Helpdesk is often treated as a basic and entry-level part of the IT team and the IT services portfolio. When a user needs some IT assistance, he or she calls the helpdesk, and someone from IT staff comes or logs in remotely to solve the issue. The common understanding of what helpdesk guys are doing is just fixing the users’ computers. They come, do their magic, and go to the next person who needs some help. It’s a very straightforward service, with a relatively low level of complexity and depth. Or is it? What the helpdesk service means for both – the organization and the IT department?

Let’s start with the business. What users want is just their computers and the applications they use to be fixed if they are broken. That’s what they think they want. They have all kinds of IT issues and wish them to be fixed as soon as possible as well as their IT service requests to be completed regardless of their complexity. The helpdesk team has to handle all of these tickets. Of course, they don’t have to do it alone. What they have to do is to tell someone else that help is needed – to assign the ticket to the proper support team specialized in the particular topic. This may seem so trivial, but it really isn’t. In a big organization with the high complexity of IT services structure and many support teams around, the task of assigning all of the tickets to the proper teams may get quite challenging. And it often does.

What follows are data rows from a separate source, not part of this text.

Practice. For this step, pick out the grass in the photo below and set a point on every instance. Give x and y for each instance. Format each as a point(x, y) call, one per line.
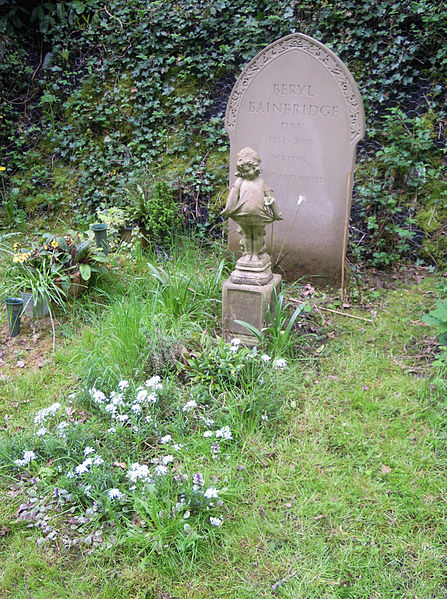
point(335, 475)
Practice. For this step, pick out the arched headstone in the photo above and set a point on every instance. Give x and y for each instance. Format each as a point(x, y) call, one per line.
point(298, 106)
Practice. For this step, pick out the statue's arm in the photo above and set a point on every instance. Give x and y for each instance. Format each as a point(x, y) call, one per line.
point(271, 202)
point(233, 198)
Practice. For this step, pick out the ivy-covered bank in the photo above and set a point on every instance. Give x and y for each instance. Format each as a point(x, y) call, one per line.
point(96, 95)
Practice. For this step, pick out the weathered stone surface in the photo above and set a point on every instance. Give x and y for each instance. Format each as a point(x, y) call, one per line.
point(247, 303)
point(297, 105)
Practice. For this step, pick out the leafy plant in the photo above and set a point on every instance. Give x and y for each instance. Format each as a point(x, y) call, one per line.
point(278, 337)
point(155, 209)
point(438, 319)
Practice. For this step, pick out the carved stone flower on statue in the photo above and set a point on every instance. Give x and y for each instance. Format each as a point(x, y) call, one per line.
point(252, 205)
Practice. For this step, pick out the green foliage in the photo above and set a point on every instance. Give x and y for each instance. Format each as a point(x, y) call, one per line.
point(136, 86)
point(154, 207)
point(395, 190)
point(279, 337)
point(438, 318)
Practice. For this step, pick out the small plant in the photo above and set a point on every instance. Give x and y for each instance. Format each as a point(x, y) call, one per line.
point(52, 269)
point(278, 337)
point(116, 218)
point(224, 366)
point(154, 207)
point(438, 318)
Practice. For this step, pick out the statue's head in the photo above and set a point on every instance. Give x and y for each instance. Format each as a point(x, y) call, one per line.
point(248, 164)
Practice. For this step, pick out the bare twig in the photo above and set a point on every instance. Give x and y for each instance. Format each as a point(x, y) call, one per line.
point(292, 299)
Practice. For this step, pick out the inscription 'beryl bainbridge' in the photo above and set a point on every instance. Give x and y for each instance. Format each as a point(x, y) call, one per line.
point(298, 106)
point(325, 110)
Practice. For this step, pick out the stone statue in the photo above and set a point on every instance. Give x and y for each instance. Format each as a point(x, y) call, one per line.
point(251, 204)
point(251, 290)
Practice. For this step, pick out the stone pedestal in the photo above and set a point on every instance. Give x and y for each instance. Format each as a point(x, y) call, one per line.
point(247, 302)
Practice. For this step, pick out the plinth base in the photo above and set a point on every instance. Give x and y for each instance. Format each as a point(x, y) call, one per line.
point(249, 304)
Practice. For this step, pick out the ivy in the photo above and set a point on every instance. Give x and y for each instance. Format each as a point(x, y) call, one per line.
point(107, 91)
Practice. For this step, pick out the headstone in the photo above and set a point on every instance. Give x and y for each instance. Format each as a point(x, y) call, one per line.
point(297, 105)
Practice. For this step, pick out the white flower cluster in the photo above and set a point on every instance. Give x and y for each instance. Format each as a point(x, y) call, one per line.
point(43, 414)
point(28, 456)
point(139, 472)
point(189, 406)
point(278, 363)
point(115, 494)
point(88, 462)
point(122, 408)
point(222, 433)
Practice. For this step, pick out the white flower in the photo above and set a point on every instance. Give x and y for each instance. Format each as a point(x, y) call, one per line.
point(60, 429)
point(211, 493)
point(115, 494)
point(139, 471)
point(28, 456)
point(216, 521)
point(42, 415)
point(280, 363)
point(154, 383)
point(223, 433)
point(122, 418)
point(123, 385)
point(81, 468)
point(97, 395)
point(161, 470)
point(253, 353)
point(198, 481)
point(190, 405)
point(117, 399)
point(141, 395)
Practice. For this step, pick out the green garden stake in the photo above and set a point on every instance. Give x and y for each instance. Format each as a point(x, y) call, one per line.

Let’s say you work as a first-line specialist in the central helpdesk for a company hiring tens of thousands of people. You have to decide which support team to assign a ticket to. You try to find the proper team for the issue described in the ticket and suddenly you see five different teams which seem to support exactly the same application or four different teams supporting network in the organization. At the same time, the queue of tickets you have to take care of grows and grows, so you want the damn ticket to be solved by anyone, so you throw it to any team with the hope that it will fit.

Tickets roaming around all the strange support teams for many days is not a rare situation in large organizations. On the scale of the whole company generating many tickets every day, it becomes very inefficient. On the scale of a single user, on the other hand, it is very frustrating.

People not only want their tickets to be solved. They want it to be managed with engagement. They also want themselves to be informed effectively about the progress of the solution and be taken care of in the process. Imagine you’re a user and you reported an issue with the application you’re using. You can’t do your job because of the disfunction of this application. For a few days, you get one e-mail message after another saying that yet another team is not responsible to solve this kind of problem or does not support this application, so your ticket is sent back to the central helpdesk again and again. You can clearly see that nobody bothered to find the root cause of the problem or even took any time to really search for the proper support team.

It happens in many organizations, but it doesn’t have to be like that. A good helpdesk team may really make a difference firstly by doing at least a general root cause analysis and secondly by assigning it to the proper team. Surprisingly it doesn’t take them much time. They use their experience, communication skills, and network of contacts around the organization to quickly and precisely address the ticket not only to the right team but even to the right person, who solves it quickly and effectively.

Organizations can find it beneficial to improve the helpdesk service not only from the business perspective – or the users’ perspective if you will. The IT department itself can find it very valuable too. As described in the article “The Invisible Part Of The IT Department’s Value“, the helpdesk service is the one which is the most visible to the users and definitely the one where the most personal interactions occur. You won’t find much interaction with anyone by just using your business apps. While having your IT issue solved you usually communicate with some live person at least with the ticket system comments functionality.

Let’s consider the situation mentioned before again – you’ve submitted a ticket and it roams from team to team for a few days. In the first case or you can see comments from individual teams saying “this asset/this service is not supported by our team”. In the second case, you’re informed every day what each team has done for your issue to be solved like: “the network team has reconfigured the firewall to let the traffic of your application through than the system team optimized the resources for your application to run faster and finally the ticket has been sent to the application team for further investigation”. In which case you would be more satisfied with the service and appreciate the IT team for their hard work?

The IT department can use communication provided by the helpdesk team to its advantage or disadvantage. Poor performance of the helpdesk service makes the whole IT team look bad and incompetent in the eyes of the business. A good helpdesk service on the other hand can not only take care of its own positive and professional image but also is capable of helping to cover other IT teams’ mistakes. Mistakes, which always happen no matter how good the IT staff is. Even if not everything works well and the ticket isn’t solved as effectively as it can be, there is always room for proactive, cooperative, and professional communication.

If users see that their problems are being taken into serious consideration and resolved effectively, their work motivation grows and the whole organization works better as a result. The whole business wins because of the higher overall morale. The IT wins by having their most front-line services taken care of the communications effectively which results in the professional and friendly image of the whole department.

Working on helpdesk service improvement may not be a sexy thing, but the results this process has the potential to deliver may be really worth the effort. If you happen to be an IT manager or IT director, consider giving the helpdesk service some of your care and attention, because it can save you a lot of trouble.